Nighttime anxiety on semaglutide is reported in pharmacovigilance datasets and social-media analyses, but the evidence does not yet isolate nighttime anxiety as its own studied outcome.
This article explains why GLP-1 drugs may contribute to nighttime anxiety or panic-like arousal through several plausible pathways: orexin-related wakefulness, HPA-axis signaling, lower overnight fuel availability, nausea-related visceral input, and limbic stress circuits. It also addresses the gap between pharmacovigilance data, where anxiety is a recurring report, and controlled trial data, where broad psychiatric harm has not been shown in selected trial populations. For the full overview of GLP-1 sleep effects, see the parent article on Ozempic and insomnia.
Nighttime anxiety is one possible sleep-disrupting pattern reported by some people taking GLP-1 drugs. Other articles in this series cover orexin-driven wakefulness, blood sugar instability, and vivid dreams.
Why Does Ozempic Cause Anxiety or Restlessness at Night
Three plausible pathways can produce anxiety-like states at night in people taking semaglutide, although each pathway has different levels of human evidence.
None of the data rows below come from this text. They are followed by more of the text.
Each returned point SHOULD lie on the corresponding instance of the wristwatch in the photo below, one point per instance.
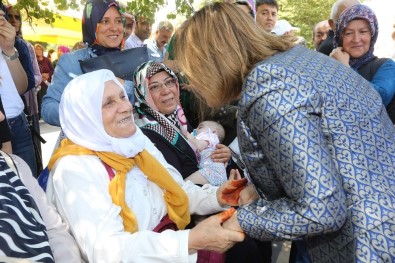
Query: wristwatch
(13, 57)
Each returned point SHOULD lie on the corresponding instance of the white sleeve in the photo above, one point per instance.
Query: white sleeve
(79, 187)
(202, 200)
(63, 245)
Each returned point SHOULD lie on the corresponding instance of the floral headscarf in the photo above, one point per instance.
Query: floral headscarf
(93, 12)
(148, 117)
(353, 13)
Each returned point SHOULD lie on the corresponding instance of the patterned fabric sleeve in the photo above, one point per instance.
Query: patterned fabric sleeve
(284, 123)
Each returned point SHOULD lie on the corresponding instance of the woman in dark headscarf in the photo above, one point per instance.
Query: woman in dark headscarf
(162, 119)
(102, 31)
(356, 34)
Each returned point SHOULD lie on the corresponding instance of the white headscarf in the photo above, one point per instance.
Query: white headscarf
(80, 113)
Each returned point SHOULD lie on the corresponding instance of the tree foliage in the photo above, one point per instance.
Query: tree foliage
(48, 10)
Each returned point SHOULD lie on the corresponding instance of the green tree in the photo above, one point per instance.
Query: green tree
(305, 14)
(48, 10)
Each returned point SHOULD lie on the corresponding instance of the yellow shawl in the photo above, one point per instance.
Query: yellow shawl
(175, 198)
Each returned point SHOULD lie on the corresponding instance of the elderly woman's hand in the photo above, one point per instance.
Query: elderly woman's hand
(210, 235)
(232, 223)
(229, 192)
(248, 195)
(222, 154)
(341, 56)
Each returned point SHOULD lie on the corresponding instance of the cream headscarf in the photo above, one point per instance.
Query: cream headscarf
(81, 120)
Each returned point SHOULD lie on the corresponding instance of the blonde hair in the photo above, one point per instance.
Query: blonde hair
(218, 46)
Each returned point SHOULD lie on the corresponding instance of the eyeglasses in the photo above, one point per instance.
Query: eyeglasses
(157, 87)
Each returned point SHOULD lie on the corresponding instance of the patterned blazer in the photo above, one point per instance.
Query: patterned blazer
(320, 149)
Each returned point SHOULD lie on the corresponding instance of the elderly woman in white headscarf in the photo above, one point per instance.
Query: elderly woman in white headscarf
(115, 190)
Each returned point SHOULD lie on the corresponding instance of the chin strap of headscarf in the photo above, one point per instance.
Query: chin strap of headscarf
(174, 196)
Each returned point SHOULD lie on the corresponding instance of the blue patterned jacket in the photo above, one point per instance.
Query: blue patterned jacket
(320, 149)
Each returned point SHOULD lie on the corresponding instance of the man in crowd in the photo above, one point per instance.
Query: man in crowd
(157, 46)
(320, 33)
(141, 32)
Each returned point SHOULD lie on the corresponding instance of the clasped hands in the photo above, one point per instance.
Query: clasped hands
(221, 231)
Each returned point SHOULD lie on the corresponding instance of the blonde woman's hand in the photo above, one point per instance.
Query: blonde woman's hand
(229, 192)
(211, 235)
(248, 195)
(222, 154)
(341, 56)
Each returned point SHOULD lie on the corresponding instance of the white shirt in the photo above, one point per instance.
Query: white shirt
(12, 102)
(78, 186)
(133, 41)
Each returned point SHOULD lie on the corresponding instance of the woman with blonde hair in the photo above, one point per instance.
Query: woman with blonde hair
(315, 137)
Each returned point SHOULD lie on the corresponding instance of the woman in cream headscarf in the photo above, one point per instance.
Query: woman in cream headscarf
(113, 218)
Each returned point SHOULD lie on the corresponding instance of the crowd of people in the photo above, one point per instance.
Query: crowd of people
(229, 135)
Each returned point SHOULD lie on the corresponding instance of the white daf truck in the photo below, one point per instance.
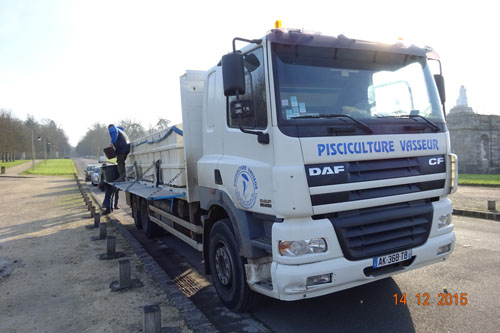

Orexin activation. GLP-1 depolarizes orexin neurons in the lateral hypothalamus in mouse brain-slice work (Acuna-Goycolea & van den Pol, 2004). Orexin is a wakefulness-promoting neuropeptide that helps sustain arousal and sleep-wake stability. If GLP-1-related orexin signaling increases arousal near bedtime, the experience could feel like restlessness, racing thoughts, or difficulty winding down.
HPA axis engagement. GLP-1 receptors are expressed in the paraventricular nucleus (PVN), a region involved in corticotropin-releasing hormone (CRH), ACTH, and cortisol signaling. A crossover trial in 20 healthy volunteers found that dulaglutide at approved doses did not increase 24-hour urinary cortisol or alter circadian cortisol rhythm (Winzeler et al., 2019). This null cortisol finding argues against sustained cortisol elevation as the main explanation for every GLP-1-related arousal complaint, at least at the dulaglutide dose and timeframe studied.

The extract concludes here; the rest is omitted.